Q: Is there anything else you would like to bring up?
A: The only thing I would bring up, because it has gotten some attention, is our interest in correctional facilities — in particular, the Maui jail. The EIS is almost done, and we put $13 million into planning this facility, but there’s still no plan to actually finish construction, so we’re taking the lead on putting a plan together, bringing together Public Safety, DLNR …
Q: Why are you guys doing this?
A: That’s why I wanted to bring it up, and there’s two primary reasons.
No. 1, like I mentioned earlier, we have beneficiaries incarcerated, and the Hawaiian Homes Commission Act talks about rehabilitation. But it’s hard for families to rehabilitate themselves if key members of their family are incarcerated on the mainland.

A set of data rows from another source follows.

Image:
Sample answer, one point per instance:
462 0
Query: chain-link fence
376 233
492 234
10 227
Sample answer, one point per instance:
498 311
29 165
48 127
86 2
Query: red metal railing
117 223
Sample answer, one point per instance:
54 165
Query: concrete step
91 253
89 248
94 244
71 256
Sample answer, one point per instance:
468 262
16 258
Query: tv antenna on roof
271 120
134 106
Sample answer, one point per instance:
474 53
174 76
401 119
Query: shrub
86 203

So we care about that and we would like to get them home.
The second reason is that our land that is not great for homesteading could be well positioned, strategically, to help with our correctional facility issues. So, for example, in Puunene, we have two large parcels that, if the Maui jail does get built where it’s proposed, it opens up infrastructure for our parcels, which then allows us to generate commercial revenue and do homesteading. But to do it on our own in an isolated area, it’s economically unfeasible.
So there’s two primary reasons for us do this, and I think they’re great, compelling reasons. But without the context, people think, “Why is Hawaiian Homes getting involved there? That’s not what they do.” It’s hard to explain all of the elements.